One significant concern about this national project, however, is that only 20% of hospitals in the United States are participating in the project (as of November 2010). Lack of hospital participation highlights the changes in culture necessary at the organizational or institutional level, endorsing leadership priorities that foster patient-centered care. Hospital boards, for example, need to provide support and oversight of quality improvement, patient safety, and culture change in their organizations—functions that go beyond the traditional board oversight of financial performance, medical staff credentialing, and CEO performance. Board leadership is essential to establish a culture of patient safety and to hold health care organizations accountable for providing high-quality care and reducing CLABSI.

Thus, tools included in the national CUSP/CLABSI project go beyond the clinical team and unit management. Checklists for boards, CEOs, and senior leaders, and infection preventionists describe and link ways they can support efforts to implement CUSP and reduce CLABSI that are task and role specific [38].

Conclusions

Central line–associated bloodstream infections are among the most common, lethal, and costly HAIs, and they exact a significant toll on human life.
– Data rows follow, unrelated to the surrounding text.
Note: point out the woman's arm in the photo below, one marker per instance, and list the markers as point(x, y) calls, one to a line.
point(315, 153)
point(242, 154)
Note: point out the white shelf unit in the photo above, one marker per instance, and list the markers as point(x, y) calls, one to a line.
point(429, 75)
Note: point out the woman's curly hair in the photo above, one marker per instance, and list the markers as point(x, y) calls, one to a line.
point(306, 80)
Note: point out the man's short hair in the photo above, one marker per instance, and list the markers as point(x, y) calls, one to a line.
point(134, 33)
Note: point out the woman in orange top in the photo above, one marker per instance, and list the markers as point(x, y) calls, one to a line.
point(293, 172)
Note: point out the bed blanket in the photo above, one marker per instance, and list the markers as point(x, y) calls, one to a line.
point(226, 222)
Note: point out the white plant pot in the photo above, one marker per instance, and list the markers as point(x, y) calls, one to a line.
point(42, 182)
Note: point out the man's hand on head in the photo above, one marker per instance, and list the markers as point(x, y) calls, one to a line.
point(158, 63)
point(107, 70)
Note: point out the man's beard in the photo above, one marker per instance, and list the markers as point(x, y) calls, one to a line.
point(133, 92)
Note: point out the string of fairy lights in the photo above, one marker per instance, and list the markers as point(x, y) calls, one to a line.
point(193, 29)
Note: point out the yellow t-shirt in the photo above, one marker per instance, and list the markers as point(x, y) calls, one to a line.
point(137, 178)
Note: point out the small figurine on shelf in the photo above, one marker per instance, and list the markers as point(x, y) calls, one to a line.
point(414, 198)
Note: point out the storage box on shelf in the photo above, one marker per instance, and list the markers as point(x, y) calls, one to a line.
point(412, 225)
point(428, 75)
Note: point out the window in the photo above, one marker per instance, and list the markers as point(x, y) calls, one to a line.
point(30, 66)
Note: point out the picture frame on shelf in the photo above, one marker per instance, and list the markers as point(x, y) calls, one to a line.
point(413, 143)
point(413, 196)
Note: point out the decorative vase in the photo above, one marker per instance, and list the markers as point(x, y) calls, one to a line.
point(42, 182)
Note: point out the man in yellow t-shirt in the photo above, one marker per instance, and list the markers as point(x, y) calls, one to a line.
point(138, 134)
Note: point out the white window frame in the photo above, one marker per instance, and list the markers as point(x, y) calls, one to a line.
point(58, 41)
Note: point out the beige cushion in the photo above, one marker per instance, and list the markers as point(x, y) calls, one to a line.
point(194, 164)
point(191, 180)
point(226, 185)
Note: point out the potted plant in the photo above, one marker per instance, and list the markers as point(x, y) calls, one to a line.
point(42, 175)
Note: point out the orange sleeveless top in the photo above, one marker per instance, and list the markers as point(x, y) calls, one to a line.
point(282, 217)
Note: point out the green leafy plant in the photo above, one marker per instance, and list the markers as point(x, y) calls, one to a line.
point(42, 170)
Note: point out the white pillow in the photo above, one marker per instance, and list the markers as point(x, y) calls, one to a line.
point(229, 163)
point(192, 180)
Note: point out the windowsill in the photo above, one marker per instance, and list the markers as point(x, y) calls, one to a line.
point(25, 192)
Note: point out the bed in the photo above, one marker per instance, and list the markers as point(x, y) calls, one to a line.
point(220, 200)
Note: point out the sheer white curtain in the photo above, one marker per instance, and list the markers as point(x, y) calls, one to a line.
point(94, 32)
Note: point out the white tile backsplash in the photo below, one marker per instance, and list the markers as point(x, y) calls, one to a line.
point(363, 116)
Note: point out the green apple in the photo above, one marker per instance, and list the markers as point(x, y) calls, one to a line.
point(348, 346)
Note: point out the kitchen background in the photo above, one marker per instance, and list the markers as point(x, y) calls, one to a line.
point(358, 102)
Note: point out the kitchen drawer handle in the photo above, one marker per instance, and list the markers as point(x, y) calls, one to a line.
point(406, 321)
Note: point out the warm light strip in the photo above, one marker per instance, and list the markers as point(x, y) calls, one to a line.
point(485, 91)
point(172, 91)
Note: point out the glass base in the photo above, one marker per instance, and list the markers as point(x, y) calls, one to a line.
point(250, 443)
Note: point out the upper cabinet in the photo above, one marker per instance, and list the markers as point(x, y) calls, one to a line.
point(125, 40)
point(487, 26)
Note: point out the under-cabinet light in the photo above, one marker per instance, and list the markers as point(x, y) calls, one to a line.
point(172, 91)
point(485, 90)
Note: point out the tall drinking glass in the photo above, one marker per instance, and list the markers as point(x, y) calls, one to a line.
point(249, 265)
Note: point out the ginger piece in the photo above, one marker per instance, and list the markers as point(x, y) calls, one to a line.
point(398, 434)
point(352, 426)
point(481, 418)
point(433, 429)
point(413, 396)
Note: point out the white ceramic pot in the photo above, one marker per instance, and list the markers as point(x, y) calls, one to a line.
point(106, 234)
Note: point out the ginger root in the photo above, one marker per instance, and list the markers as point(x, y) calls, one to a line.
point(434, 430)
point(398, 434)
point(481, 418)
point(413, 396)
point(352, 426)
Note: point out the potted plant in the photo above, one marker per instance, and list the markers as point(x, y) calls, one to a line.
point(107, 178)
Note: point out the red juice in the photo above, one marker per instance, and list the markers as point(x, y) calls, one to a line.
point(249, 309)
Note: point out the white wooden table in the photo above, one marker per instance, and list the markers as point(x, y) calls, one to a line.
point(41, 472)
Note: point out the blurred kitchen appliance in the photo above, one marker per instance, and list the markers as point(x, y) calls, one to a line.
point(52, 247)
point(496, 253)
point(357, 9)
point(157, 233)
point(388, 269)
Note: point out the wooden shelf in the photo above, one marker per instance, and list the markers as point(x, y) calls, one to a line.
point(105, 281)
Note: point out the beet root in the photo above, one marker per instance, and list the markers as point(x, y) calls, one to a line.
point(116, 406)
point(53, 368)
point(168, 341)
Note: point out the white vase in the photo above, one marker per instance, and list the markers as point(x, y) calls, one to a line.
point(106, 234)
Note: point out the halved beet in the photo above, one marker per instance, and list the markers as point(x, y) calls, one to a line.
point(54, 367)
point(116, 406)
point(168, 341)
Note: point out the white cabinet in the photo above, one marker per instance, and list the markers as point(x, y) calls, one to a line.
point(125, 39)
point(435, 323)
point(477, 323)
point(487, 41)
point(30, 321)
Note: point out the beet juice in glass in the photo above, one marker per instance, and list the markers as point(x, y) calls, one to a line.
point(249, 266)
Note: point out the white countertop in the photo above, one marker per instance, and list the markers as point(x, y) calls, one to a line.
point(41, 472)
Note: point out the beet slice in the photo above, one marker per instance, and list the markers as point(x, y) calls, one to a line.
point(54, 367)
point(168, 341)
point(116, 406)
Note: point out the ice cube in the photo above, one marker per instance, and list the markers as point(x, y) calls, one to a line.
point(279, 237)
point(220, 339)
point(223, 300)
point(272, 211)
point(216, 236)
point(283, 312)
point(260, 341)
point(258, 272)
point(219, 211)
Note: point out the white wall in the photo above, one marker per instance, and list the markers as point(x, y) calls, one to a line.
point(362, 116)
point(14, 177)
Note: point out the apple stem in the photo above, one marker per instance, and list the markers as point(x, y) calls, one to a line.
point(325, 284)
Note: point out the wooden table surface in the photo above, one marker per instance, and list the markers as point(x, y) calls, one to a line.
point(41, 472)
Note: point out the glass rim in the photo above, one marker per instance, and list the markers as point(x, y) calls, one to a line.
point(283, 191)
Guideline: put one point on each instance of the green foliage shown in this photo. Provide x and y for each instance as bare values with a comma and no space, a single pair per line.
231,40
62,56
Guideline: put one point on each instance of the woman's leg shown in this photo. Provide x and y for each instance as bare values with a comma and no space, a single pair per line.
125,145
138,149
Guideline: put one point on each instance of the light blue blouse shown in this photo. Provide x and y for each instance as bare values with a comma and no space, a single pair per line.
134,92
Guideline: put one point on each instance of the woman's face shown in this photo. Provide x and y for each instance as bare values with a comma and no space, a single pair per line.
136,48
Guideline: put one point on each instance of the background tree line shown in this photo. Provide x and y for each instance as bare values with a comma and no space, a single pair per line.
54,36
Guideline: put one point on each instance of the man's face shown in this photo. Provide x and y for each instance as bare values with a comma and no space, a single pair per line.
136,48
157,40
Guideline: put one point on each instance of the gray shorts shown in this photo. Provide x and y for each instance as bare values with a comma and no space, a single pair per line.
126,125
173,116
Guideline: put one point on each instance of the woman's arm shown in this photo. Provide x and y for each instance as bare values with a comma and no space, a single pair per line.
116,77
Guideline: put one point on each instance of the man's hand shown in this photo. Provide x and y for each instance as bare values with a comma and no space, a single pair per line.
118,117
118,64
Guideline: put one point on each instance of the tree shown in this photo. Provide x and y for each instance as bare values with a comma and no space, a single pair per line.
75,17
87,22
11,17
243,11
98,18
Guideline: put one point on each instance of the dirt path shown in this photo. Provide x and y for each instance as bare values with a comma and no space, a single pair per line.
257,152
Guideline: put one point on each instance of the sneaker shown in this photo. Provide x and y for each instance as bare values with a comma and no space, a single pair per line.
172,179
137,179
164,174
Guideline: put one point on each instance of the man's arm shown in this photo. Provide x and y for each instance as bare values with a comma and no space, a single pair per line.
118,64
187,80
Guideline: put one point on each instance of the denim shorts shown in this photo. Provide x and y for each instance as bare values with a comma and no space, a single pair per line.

The burden of HAIs, including CLABSI, is at the forefront of many public health debates and the increasing pressure to eliminate these infections is unprecedented. The results of recent successful large collaborative efforts have contributed to a paradigm shift from viewing CLABSI as inevitable to preventable. Far too many patients continue to suffer preventable harm from preventable infections. National elimination of CLABSI is an ambitious and challenging goal that will require novel partnerships and synergy between government agencies, health care industry, and consumers.

Disclosure

No potential conflicts of interest relevant to this article were reported.